Start with behaviour:

it("opens with Enter, navigates with arrows, selects with Enter, closes with Escape", async () => {
  render(<KeyboardNavigableDropdownDemo />);

  const trigger = screen.getByRole("button", { name: /choose a fruit/i });
  trigger.focus();

  await userEvent.keyboard("{Enter}");
  expect(await screen.findByRole("listbox")).toBeInTheDocument();

  await userEvent.keyboard("{ArrowDown}");
  expect(screen.getByRole("option", { name: /banana/i })).toHaveFocus();

  await userEvent.keyboard("{Enter}");
  expect(screen.queryByRole("listbox")).not.toBeInTheDocument();
  expect(screen.getByRole("button", { name: /banana/i })).toBeInTheDocument();
});

Gold implementation: make it pass in the simplest boring way.

Refactor: once it’s green, extract a small primitive (<Dropdown> or useListbox) so the next team doesn’t reinvent a keyboard trap.

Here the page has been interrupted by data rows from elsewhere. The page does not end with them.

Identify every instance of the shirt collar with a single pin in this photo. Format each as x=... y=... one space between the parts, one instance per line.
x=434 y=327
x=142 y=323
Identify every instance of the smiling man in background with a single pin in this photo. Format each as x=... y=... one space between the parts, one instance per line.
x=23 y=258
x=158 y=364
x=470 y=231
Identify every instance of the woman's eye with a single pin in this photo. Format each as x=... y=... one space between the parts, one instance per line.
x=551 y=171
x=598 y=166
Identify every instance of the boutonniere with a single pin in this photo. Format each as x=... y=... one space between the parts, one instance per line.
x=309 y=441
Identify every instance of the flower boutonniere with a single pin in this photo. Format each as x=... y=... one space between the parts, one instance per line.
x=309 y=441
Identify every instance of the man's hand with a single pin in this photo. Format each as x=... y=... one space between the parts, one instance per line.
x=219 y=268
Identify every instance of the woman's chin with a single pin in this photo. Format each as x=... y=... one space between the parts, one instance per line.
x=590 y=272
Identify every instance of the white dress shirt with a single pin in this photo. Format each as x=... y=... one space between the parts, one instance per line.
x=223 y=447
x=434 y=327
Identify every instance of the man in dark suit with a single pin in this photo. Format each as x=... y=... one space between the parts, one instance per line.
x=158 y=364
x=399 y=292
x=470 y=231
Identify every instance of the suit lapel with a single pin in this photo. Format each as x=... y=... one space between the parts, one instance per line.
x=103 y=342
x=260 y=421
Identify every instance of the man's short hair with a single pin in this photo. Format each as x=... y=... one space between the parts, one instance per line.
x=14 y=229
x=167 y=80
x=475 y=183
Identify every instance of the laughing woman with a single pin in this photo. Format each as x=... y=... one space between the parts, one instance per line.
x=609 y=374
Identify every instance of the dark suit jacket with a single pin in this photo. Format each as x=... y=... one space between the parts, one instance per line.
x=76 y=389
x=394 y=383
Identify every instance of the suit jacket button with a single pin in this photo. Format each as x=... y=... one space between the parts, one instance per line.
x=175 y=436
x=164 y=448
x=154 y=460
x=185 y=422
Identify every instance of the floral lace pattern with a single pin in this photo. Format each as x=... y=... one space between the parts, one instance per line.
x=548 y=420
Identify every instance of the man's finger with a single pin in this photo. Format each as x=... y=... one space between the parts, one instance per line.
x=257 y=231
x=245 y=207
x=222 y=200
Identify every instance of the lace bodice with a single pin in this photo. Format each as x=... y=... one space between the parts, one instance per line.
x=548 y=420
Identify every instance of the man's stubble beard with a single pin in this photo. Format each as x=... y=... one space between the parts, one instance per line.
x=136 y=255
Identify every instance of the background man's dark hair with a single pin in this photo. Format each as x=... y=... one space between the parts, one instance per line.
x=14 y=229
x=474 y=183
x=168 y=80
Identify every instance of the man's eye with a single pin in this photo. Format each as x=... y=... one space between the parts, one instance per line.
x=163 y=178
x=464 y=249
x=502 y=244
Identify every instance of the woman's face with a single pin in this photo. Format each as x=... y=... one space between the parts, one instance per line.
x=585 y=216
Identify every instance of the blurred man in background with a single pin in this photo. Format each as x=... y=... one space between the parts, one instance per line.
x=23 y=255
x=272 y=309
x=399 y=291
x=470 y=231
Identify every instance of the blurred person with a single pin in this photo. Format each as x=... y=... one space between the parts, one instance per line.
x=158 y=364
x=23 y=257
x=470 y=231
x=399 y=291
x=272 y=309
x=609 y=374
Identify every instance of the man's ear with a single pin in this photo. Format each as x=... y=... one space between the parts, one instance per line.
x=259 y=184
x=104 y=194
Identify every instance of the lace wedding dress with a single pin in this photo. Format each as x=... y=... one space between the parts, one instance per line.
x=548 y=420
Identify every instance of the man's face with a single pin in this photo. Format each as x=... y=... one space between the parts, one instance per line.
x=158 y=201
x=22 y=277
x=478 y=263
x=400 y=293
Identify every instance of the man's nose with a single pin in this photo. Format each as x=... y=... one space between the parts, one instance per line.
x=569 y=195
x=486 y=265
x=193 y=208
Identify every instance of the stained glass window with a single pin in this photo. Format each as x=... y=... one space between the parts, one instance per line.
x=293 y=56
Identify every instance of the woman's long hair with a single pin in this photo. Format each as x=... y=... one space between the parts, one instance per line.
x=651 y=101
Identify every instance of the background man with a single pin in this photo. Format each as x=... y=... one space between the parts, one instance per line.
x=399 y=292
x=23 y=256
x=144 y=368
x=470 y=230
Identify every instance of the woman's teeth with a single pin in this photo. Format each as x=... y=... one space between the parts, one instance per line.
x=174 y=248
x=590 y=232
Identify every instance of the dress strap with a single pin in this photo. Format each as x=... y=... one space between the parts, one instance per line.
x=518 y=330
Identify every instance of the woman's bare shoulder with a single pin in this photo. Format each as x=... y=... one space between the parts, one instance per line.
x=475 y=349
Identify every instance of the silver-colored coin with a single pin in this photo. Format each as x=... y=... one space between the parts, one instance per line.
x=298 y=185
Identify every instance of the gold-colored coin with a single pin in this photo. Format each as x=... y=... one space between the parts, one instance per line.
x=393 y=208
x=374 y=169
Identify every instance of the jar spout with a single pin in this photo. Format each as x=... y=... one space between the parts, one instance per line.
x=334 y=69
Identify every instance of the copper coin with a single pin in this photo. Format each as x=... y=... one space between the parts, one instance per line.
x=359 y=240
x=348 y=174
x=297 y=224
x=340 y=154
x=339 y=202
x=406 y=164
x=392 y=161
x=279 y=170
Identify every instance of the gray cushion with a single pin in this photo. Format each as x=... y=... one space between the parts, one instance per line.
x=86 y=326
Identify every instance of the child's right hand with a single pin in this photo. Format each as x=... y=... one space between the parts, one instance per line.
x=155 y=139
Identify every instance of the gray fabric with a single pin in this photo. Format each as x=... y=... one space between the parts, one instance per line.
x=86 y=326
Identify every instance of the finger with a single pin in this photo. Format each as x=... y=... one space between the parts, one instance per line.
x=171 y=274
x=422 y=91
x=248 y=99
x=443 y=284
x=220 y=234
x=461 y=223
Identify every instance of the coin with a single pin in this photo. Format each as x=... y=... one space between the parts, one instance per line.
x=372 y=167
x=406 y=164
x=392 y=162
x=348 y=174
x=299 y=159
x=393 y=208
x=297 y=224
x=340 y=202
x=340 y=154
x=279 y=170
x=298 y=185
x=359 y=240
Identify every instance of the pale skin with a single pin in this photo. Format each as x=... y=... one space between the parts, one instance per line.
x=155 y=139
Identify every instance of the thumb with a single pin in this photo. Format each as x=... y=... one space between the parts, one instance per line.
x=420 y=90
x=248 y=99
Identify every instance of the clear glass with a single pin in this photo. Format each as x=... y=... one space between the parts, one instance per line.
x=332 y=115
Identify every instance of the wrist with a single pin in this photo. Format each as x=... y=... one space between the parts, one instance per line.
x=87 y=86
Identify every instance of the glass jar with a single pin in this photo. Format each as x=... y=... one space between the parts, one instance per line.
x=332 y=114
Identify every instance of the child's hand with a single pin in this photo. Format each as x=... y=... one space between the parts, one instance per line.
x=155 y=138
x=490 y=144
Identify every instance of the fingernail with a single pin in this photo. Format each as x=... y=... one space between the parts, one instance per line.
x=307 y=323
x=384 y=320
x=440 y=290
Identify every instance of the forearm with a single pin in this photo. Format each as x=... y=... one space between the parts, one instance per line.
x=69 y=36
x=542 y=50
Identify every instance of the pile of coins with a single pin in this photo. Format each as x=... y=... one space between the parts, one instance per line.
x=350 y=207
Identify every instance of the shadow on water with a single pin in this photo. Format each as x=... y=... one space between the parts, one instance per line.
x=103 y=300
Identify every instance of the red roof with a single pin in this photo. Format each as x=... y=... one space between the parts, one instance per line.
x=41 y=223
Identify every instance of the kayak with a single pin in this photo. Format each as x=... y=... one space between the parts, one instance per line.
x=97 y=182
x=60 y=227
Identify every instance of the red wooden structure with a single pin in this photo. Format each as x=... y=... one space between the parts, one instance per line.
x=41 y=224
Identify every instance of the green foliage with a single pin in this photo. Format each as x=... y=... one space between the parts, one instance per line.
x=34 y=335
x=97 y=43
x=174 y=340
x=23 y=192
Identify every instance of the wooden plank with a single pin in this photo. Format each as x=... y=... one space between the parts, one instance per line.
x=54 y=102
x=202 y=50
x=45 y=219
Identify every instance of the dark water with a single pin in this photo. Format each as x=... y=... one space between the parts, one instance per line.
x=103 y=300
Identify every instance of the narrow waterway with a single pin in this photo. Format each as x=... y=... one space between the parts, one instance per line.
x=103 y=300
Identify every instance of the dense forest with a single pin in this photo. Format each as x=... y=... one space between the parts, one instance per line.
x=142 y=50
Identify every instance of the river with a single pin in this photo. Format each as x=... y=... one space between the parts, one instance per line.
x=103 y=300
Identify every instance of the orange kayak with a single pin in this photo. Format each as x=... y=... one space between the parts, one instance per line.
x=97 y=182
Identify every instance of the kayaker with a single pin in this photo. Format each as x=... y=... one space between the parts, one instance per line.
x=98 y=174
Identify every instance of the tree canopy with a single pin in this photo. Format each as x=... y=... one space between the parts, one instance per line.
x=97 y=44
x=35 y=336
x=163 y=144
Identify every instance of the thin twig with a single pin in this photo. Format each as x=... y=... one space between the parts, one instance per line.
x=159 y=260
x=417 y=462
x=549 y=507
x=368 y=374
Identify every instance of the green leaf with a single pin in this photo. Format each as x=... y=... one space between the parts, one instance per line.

Common mistakes to watch for

If you only remember one checklist, make it this:

  • Focus stays behind the dropdown when it opens
  • No roles/state (screen readers get silence)
  • Escape doesn’t close
  • Arrow keys scroll the page
  • Tab is trapped inside the options
  • Focus doesn’t return to the trigger after close

These are not “edge cases”. They are the entire point of the component.


A tiny checklist

Before you ship:

  • [ ] Trigger is a real button
  • [ ] aria-expanded reflects open/closed state
  • [ ] List uses role="listbox" and options use role="option"
  • [ ] Arrow keys move the active option
  • [ ] Enter selects
  • [ ] Escape closes
  • [ ] Tab leaves (no trap)
  • [ ] Focus returns to trigger on close
  • [ ] At least one test covers open → navigate → select → close

If you can tick these without crossing your fingers, you shipped a dropdown that behaves like a grown-up.